Victor Bodart-Santos and al.

This study shows that in the murine model of Alzheimer's disease APPNL-G-F, the knockdown of Sepp1 (the gene encoding selenoprotein P), achieved via the intracerebral injection of a lentivirus, reduces the secretion of extracellular vesicles by plaque-associated microglial cells. The role of selenoprotein P in the biogenesis and secretion of extracellular vesicles is further confirmed in vitro in the murine BV2 microglial cell line.

Guoqiang George Sun and al.

A recent study revealed that the APOE3 Christchurch variant (APOECh) could slow the progression of Alzheimer's disease. In this study, the authors established neuron-microglia co-cultures and neuro-immune organoids using:
i) isogenic APOE3 vs APOECh microglia derived from human induced pluripotent stem cells (hiPSCs), co-cultured with ii) neurons or brain organoids carrying mutant PSEN1. The results demonstrate that APOECh microglial cells are resistant to lipid peroxidation and ferroptosis induced by amyloid β. These mechanisms enable APOECh microglial cells to maintain their phagocytic activity and promote the clearance of phosphorylated Tau.

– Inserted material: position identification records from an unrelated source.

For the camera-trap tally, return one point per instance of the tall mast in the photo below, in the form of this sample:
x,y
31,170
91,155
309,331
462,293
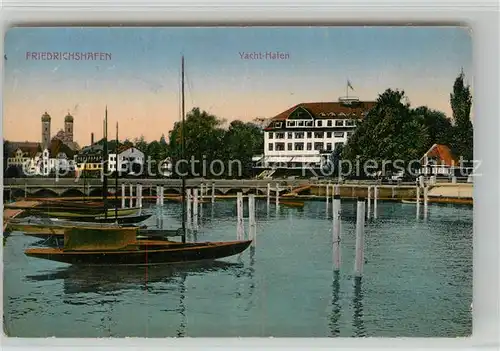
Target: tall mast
x,y
104,164
116,174
183,191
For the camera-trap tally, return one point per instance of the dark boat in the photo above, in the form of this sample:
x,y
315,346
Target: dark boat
x,y
119,246
120,220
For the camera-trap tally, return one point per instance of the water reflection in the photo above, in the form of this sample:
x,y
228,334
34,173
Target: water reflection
x,y
251,276
107,279
181,331
358,324
335,314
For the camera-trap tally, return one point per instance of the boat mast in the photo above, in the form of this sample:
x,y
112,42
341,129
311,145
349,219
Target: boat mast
x,y
104,164
116,174
183,191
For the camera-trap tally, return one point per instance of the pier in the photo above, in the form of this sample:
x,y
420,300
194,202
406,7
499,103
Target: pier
x,y
29,188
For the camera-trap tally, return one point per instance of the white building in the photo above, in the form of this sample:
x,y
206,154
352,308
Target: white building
x,y
305,135
126,158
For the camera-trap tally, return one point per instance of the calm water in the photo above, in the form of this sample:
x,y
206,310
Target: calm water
x,y
417,281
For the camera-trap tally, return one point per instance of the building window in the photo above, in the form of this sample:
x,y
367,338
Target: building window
x,y
318,146
280,146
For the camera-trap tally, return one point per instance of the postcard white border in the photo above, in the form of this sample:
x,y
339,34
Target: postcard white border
x,y
480,16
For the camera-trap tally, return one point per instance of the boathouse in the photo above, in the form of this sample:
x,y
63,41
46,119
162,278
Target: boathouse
x,y
306,135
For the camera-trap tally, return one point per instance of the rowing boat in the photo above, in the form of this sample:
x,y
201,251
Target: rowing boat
x,y
119,246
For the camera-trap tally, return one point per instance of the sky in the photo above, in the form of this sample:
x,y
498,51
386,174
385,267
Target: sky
x,y
138,78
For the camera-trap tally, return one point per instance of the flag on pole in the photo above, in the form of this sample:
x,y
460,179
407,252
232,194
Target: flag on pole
x,y
349,85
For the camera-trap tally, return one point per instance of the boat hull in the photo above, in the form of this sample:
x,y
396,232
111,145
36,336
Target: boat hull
x,y
84,213
144,256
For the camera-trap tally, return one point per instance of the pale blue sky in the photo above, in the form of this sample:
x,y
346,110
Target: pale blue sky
x,y
145,65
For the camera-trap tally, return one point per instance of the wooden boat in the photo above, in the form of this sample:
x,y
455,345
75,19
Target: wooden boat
x,y
83,213
120,220
119,246
57,229
409,202
289,203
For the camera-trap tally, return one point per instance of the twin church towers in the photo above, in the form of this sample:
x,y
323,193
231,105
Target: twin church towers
x,y
65,135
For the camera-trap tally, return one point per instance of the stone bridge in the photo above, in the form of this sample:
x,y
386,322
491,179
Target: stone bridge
x,y
51,187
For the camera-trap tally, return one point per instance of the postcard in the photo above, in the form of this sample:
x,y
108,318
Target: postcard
x,y
238,182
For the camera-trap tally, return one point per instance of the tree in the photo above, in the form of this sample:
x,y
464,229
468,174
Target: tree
x,y
141,144
203,140
390,132
461,102
438,125
242,141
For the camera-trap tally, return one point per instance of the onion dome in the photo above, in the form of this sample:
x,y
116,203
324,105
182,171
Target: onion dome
x,y
45,117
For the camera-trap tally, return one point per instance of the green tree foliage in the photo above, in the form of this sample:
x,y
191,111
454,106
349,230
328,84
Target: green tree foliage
x,y
206,140
391,131
461,102
242,141
141,144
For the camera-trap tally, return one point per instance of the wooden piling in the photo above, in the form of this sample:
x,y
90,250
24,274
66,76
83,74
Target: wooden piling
x,y
195,208
252,225
131,196
240,229
188,209
336,208
369,198
360,238
123,195
327,191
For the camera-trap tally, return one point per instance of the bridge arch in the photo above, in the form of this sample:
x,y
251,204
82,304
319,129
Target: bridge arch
x,y
233,191
47,192
72,192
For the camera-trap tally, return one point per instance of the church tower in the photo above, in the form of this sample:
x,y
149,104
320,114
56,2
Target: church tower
x,y
68,127
45,130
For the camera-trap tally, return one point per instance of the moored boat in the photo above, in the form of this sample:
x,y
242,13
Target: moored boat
x,y
409,202
289,203
119,246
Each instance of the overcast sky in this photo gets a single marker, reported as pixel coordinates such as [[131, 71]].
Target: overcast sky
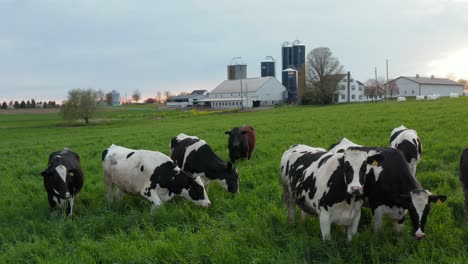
[[49, 47]]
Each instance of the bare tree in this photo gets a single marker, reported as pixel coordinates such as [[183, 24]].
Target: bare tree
[[158, 96], [136, 95], [80, 104], [374, 88], [392, 88], [464, 83], [322, 75]]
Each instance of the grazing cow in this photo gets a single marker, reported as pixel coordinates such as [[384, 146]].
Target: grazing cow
[[150, 174], [325, 183], [464, 175], [241, 142], [391, 189], [407, 141], [194, 155], [63, 179]]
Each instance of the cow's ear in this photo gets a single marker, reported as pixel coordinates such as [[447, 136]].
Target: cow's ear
[[72, 172], [438, 199], [403, 199], [375, 159]]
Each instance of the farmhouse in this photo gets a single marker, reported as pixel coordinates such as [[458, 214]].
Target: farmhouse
[[355, 93], [250, 92], [423, 86], [187, 100]]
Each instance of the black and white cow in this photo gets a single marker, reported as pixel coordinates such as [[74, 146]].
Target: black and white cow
[[391, 189], [194, 155], [150, 174], [325, 183], [407, 141], [63, 179]]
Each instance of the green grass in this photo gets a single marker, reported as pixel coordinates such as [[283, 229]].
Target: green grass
[[250, 227]]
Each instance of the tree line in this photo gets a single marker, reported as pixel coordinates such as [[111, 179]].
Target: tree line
[[29, 104]]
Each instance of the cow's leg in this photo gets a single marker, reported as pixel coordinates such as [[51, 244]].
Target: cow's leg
[[71, 201], [119, 195], [325, 225], [290, 204], [110, 192], [378, 215], [303, 216], [352, 229], [465, 191]]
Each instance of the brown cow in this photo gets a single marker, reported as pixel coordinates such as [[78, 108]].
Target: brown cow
[[464, 175], [241, 142]]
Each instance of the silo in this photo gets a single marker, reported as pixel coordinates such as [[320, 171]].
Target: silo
[[298, 55], [237, 69], [267, 67], [290, 82], [286, 55]]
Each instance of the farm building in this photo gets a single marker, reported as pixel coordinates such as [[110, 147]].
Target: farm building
[[115, 98], [187, 100], [413, 86], [250, 92]]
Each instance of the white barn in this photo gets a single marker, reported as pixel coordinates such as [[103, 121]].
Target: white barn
[[250, 92], [356, 90], [423, 86]]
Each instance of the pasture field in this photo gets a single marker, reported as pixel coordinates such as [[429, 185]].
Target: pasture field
[[250, 227]]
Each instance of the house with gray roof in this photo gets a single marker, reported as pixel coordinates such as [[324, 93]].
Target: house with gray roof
[[249, 92], [424, 86], [186, 100]]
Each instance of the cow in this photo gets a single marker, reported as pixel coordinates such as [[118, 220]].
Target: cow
[[325, 183], [241, 142], [390, 189], [464, 175], [407, 141], [63, 179], [194, 155], [150, 174]]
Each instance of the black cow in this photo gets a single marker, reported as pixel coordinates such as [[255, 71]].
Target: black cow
[[464, 175], [326, 183], [196, 156], [63, 179], [407, 141], [241, 142]]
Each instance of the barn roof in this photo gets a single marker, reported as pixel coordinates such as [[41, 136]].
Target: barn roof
[[249, 84], [431, 80]]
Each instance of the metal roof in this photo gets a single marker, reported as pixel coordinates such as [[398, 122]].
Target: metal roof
[[426, 80], [234, 86]]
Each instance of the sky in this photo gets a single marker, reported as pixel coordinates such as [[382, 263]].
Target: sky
[[48, 47]]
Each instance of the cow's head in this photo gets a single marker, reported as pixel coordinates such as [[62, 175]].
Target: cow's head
[[418, 204], [196, 191], [57, 176], [235, 143], [229, 179], [355, 161]]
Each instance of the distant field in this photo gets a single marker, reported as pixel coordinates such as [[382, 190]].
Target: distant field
[[250, 227]]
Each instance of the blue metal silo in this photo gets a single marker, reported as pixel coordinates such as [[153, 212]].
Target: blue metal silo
[[290, 82]]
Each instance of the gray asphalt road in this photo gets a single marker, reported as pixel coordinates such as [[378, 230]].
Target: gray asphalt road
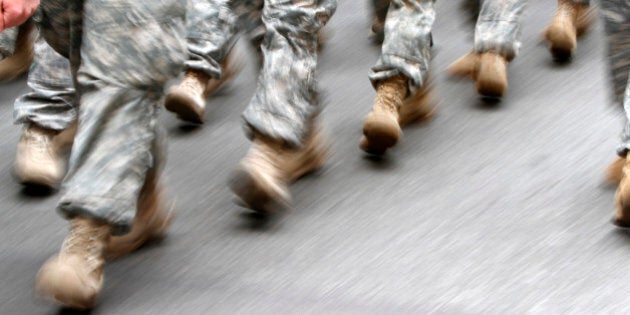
[[487, 209]]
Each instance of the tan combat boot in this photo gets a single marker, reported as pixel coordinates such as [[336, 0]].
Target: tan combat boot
[[380, 128], [150, 224], [40, 158], [188, 99], [488, 69], [614, 171], [74, 277], [269, 167], [17, 64], [622, 198], [570, 21]]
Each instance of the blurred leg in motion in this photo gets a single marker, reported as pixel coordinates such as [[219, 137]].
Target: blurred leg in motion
[[379, 13], [571, 20], [48, 115], [281, 117], [212, 28], [496, 44], [16, 50], [622, 197], [616, 15], [121, 54], [400, 74]]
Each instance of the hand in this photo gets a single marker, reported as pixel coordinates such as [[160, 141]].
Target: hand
[[16, 12]]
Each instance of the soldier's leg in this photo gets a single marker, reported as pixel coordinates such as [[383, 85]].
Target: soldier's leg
[[212, 30], [496, 44], [16, 50], [400, 74], [571, 20], [622, 197], [48, 114], [112, 156], [281, 115], [616, 16]]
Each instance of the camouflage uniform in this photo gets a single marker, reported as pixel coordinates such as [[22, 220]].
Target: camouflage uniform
[[406, 48], [8, 39], [122, 53], [498, 26], [52, 102], [213, 27]]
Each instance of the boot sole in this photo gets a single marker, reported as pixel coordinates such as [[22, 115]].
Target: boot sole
[[36, 181], [379, 136], [181, 105], [251, 190]]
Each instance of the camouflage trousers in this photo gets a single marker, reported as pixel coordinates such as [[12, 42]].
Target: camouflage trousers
[[121, 52], [498, 27], [616, 15], [406, 47], [213, 26], [8, 39], [51, 104], [286, 95]]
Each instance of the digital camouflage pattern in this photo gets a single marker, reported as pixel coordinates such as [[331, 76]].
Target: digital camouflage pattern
[[286, 97], [52, 103], [122, 53], [498, 27], [406, 47]]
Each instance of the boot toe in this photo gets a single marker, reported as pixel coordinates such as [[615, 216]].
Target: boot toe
[[562, 42], [380, 133], [259, 193], [61, 282]]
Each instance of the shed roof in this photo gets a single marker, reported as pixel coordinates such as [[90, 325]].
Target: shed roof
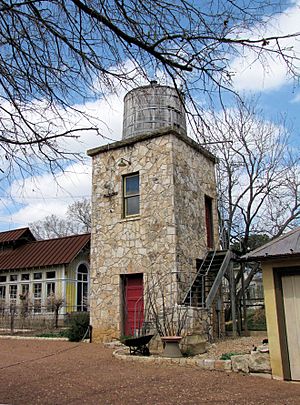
[[43, 253], [286, 245], [15, 234]]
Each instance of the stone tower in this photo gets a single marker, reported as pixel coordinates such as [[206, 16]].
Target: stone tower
[[153, 210]]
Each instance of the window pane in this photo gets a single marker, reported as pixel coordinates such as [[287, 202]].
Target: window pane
[[50, 289], [132, 185], [25, 289], [2, 292], [13, 292], [37, 290], [133, 205]]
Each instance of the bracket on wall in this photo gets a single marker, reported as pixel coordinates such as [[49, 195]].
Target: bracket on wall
[[109, 195]]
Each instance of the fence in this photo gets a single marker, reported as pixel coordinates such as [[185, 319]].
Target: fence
[[31, 319]]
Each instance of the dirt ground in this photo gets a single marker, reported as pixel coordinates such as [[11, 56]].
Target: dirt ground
[[49, 372]]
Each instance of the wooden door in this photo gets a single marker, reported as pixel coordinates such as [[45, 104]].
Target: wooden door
[[134, 304], [291, 299]]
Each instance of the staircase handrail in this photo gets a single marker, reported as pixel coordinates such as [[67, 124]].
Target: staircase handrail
[[218, 279], [189, 291]]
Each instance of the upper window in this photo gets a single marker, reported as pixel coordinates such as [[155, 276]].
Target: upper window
[[131, 195]]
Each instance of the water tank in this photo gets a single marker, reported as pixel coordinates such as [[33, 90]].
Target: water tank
[[150, 108]]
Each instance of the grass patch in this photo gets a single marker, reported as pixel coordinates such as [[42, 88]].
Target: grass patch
[[54, 334], [227, 356]]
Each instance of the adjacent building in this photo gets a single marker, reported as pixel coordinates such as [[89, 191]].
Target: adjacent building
[[37, 270], [280, 262]]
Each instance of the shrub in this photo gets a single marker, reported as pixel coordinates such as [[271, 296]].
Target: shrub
[[78, 326], [227, 356]]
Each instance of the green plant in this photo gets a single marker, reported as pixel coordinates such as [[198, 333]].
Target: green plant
[[187, 352], [56, 334], [257, 319], [78, 326], [227, 356]]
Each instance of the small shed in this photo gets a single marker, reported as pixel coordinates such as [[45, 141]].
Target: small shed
[[280, 262]]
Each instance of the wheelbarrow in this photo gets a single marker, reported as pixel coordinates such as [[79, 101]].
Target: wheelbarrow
[[138, 345]]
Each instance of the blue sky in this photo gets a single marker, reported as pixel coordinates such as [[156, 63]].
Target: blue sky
[[26, 201]]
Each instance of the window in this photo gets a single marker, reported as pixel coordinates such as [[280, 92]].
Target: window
[[2, 292], [131, 195], [25, 289], [50, 289], [37, 297], [2, 298], [209, 222], [82, 288], [13, 290]]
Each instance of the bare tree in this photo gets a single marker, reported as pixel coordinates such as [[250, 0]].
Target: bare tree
[[80, 213], [258, 177], [258, 174], [77, 220], [56, 55]]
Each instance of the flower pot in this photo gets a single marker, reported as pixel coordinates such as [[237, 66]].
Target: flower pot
[[171, 346]]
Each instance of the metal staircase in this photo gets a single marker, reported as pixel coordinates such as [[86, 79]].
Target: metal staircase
[[210, 271]]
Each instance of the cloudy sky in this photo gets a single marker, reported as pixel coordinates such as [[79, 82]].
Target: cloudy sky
[[33, 199]]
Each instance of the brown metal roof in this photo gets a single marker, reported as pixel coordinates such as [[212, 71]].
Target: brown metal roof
[[284, 246], [15, 234], [43, 253]]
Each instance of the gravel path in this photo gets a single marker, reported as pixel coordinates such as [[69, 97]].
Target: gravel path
[[240, 345], [47, 372]]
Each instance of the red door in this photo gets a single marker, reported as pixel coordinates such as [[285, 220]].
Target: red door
[[134, 304]]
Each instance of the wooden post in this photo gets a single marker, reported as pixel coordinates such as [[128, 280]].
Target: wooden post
[[246, 332], [232, 299]]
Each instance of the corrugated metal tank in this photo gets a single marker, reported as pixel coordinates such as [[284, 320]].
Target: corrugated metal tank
[[150, 108]]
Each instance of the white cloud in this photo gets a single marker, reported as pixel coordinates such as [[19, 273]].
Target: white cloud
[[44, 195], [270, 72], [35, 197], [296, 99]]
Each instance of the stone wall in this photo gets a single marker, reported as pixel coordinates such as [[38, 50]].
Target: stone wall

Alexandria B. Marciante and al.

Brief episodes of acute intermittent hypoxia (AIH) induce a form of respiratory motor plasticity known as phrenic long-term facilitation (pLTF). Using a male rat model, the authors demonstrate that inhibiting the synthesis of fractalkine by phrenic motor neurons, blocking microglial fractalkine receptors (Cx3cr1), or ablating microglial cells enhances AIH-induced pLTF under moderate hypoxia but inhibits pLTF under severe hypoxia.

Chloe Lopez-Lee and al.

Alzheimer's disease (AD) and other age-related brain pathologies are associated with demyelination processes  exhibiting sex-specific differences. In this study, the authors report that, in a murine model of AD involving human APOE4 expression, the XY sex chromosomes amplify both the interferon (IFN) response and Tau-induced demyelination. The TLR7 receptor, located on X chromosome, regulates the IFN response induced by myelin damage in a sex-specific manner. Knockout of Tlr7 reduces sex differences while preventing demyelination. Similarly, in male mice, administration of a TLR7 inhibitor alleviates Tau-induced motor deficits and neurodegeneration-associated demyelination.

Rasha Barakat and al.

Using multiple "single-cell RNA-seq" datasets, the authors demonstrate that the proportion of exhausted T cells is higher in pediatric low-grade gliomas compared to pediatric or adult high-grade gliomas. In several preclinical murine models of low-grade gliomas, the authors report that exhausted CD8+ T lymphocytes (PD1+/TIGIT+) are restricted to tumor tissues, where they express paracrine factors essential for tumor cell growth. Importantly, in these models, anti-PD1 (α-PD1) and anti-TIGIT (α-TIGIT) antibodies reduce tumor proliferation by inhibiting the chemotaxis of CD8 T lymphocytes rather than enhancing their cytotoxic activity.